The US Federal Reserve has already embarked upon raising interest rates, signalling three hikes in 2017. Investors should not underestimate the significance of this shift: there could be serious ramifications for areas of the market that have benefited disproportionately from quantitative easing.
As monetary stimulus recedes, fiscal stimulus is touted to take over, not just in the US, but also in other major economies. Pressure to act is growing in Japan, and fiscal expansion is becoming a theme across Europe too, now that austerity has slipped from the policy agenda.
This further supports the view that we can expect more growth, more inflation and further rate rises. This could cause indigestion within the bond markets, after a 30-year run-up in prices.
Europe: populism and popularity
In Europe, the election cycle presents political risks, which we continue to monitor carefully.
Brexit has dealt a blow to the European Project, and populist parties have seized their chance to try to widen anti-EU fissures. Although it looks unlikely at this stage any of them (Party for Freedom, Netherlands; National Front, France; Alternative for Germany) will gain enough support to form a majority or governing coalition at elections this year, the seats they win could disrupt policy-making mechanisms.
‘Brexit has dealt a blow to the European Project’
If we look at investors’ attitudes towards European investment, however, there is an argument that they are being overly pessimistic. Equity valuations do not appear as stretched relative to the US, and with spare capacity in the euro-area labour market and lower inflationary pressures, corporate earnings could play catch-up with their US peers.
We are being selective in our allocations across Europe, looking for pockets of growth and value.
The new regime
We believe reflation is coming as the recovery continues.
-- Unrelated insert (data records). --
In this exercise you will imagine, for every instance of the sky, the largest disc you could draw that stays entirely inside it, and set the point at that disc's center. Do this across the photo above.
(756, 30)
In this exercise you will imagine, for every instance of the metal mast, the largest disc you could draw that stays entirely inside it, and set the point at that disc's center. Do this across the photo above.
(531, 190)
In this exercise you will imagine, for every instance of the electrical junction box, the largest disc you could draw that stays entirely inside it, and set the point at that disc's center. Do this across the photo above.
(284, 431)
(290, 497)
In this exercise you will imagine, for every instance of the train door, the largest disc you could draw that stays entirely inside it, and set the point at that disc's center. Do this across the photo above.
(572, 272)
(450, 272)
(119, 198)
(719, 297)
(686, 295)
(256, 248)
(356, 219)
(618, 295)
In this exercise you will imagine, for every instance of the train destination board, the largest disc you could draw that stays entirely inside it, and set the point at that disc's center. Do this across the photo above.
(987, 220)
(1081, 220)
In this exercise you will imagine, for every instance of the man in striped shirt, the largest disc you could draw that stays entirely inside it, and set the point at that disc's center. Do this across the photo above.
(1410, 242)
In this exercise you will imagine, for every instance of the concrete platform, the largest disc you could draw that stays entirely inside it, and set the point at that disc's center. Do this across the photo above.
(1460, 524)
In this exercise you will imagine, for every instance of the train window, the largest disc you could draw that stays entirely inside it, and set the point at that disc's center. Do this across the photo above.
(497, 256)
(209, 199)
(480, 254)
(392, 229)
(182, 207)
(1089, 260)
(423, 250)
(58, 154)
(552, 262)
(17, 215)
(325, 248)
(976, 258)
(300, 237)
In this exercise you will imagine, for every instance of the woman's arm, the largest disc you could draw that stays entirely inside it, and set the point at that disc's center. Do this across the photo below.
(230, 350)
We also expect fiscal policy to define the new regime as central banks step back from stimulus. In this scenario the performance of assets are likely to diverge as investors reassess the value of their investments.
Broadly, we think this environment is supportive of equities – although we think returns could be lower than recent years. Our tactical strategy, given political unknowns, is to exercise caution but be prepared for opportunities.
This has seen us tilting into reflation trades, such as commodities and instruments exhibiting a value style bias, while at the same time taking profits on trades that have performed well for us, such as high yield bonds.
Market volatility looks set to pick up around election dates, on noise surrounding Trump’s policies, and further Brexit developments. We will look to add to areas dynamically where assets have sold down and we see value appearing.
Fiscal policy: government policies involved in setting tax rates and government spending levels. Fiscal expansion typically relates to an increase in government spending and/or a reduction in taxes.
Reflation: policies intended to stimulate an economy and promote inflation (rising prices).
Reflation trades are investment positions that could benefit from rising inflation and higher economic growth. ‘Trumpflation’ is the inflation that may appear as a result of Trump’s policies.
Spare capacity: unused economic resources (labour and capital). If an economy has spare capacity it can respond to an increase in aggregate demand without suffering pressure on supply.
Past performance is not a guide to future performance. The value of an investment and the income from it can fall as well as rise and you may not get back the amount originally invested.
The information in this article does not qualify as an investment recommendation.